Mindful Homeschool: Embracing your roots

My husband asked me to go to the bike shop with him the other day to try out some mountain bikes. This was one week after he asked me to go on a trail ride with him and deemed my twenty year old mountain bike unfit and unsafe. 

“You need a new bike so we can ride more trails,” he said.

“But I’d rather buy an unlimited membership at the yoga studio,” I said. For the price of the bikes he is looking at, I could buy several years worth of unlimited yoga classes and a car for our daughter. Today’s bikes cost as much as my first two cars combined. Two wheels for the price of eight.

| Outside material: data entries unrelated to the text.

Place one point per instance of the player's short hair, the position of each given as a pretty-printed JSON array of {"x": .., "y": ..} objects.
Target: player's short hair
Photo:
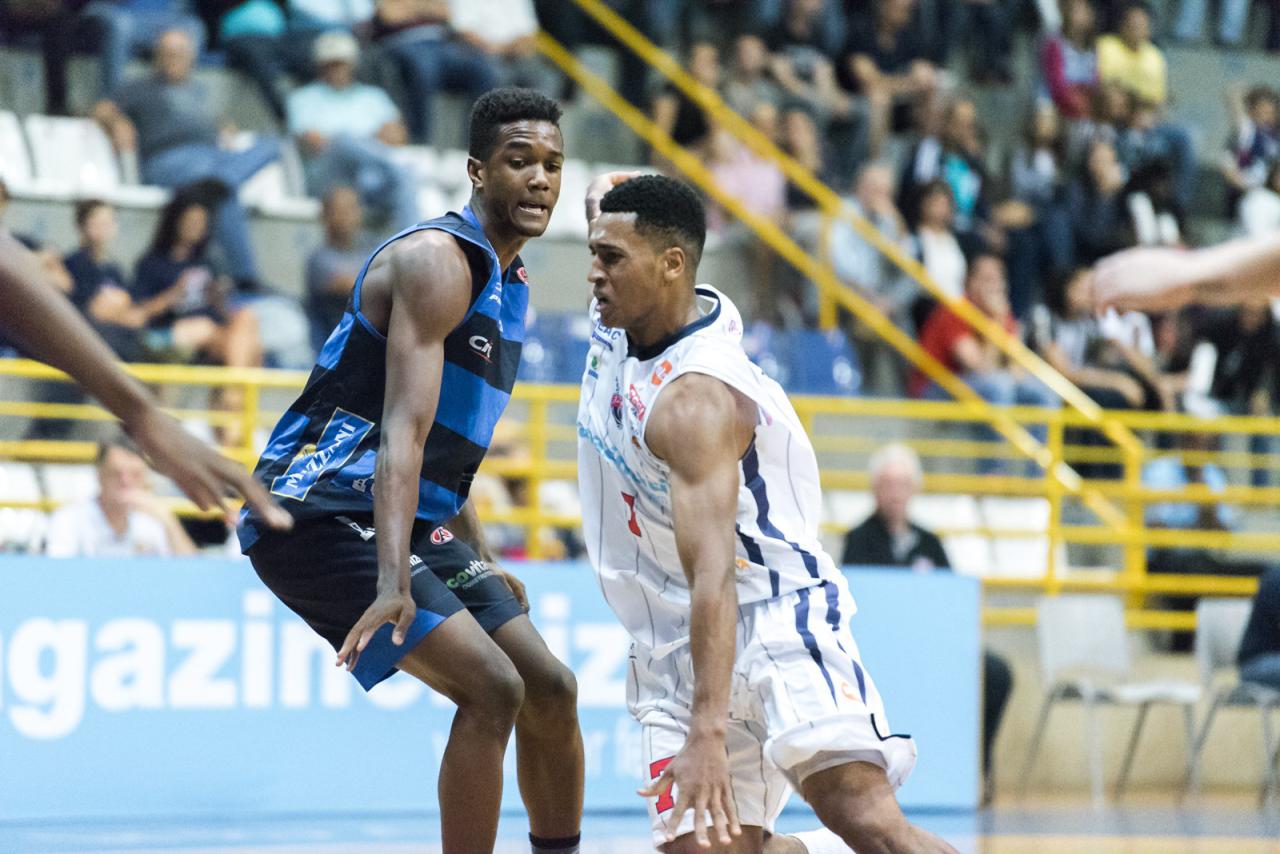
[
  {"x": 664, "y": 208},
  {"x": 85, "y": 209},
  {"x": 119, "y": 442},
  {"x": 501, "y": 106},
  {"x": 896, "y": 455}
]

I must admit that the new bike felt great, and I was tempted to let him plop down our credit card so I could ride the bike home. Ultimately we decided to think about it and shop around a bit more.

Biking is my husband’s thing, yoga is my thing, and when I think about it, each of our preferred activities is suited to our different lifestyles. As the sole financial provider for our family, my husband is get up and go go go. Flying down mountains and climbing back up them is the training he needs for, and the relief he needs from, his physically demanding job. 

As the sole care provider for our family, I am get up and stay stay stay. Struggling to stay on my yoga mat, balancing on my hands and feet, and listening is the training I need to be present for my demanding job as mom/counselor/nutritionist/home-economist/emergency-responder. An hour of not talking and just moving in a hot studio keeps me from being a hot mess at home. 

You know as well as I do how much work it is to stay in one place and focus on the task at hand. There are days when the idea of getting up and leaving the house to go to work seems like the ideal vacation. More than once I have wished for a performance review and a bonus check as an indicator that I am doing a good job. As homeschooling parents, we don’t even get the little validation from a satisfactory report card and a written comment from the teacher about what a good little student we have. Teaching our own is a way of living, but certainly not a way to make a living, and while our labor is unpaid, it is certainly not without benefits.

Trail riding is fun, and there will be a day when I will say yes to a bike. If do my job well and my kids learn to take care of their future selves, my current job will become obsolete and I will have the time to hit the trails on two wheels. For now I’m going to stick to two hands and two feet, or no hands and one foot, on my yoga mat. It takes a lot of work to stay in one place, but the place I’ve chosen to be is the best place for me, for my family, for now.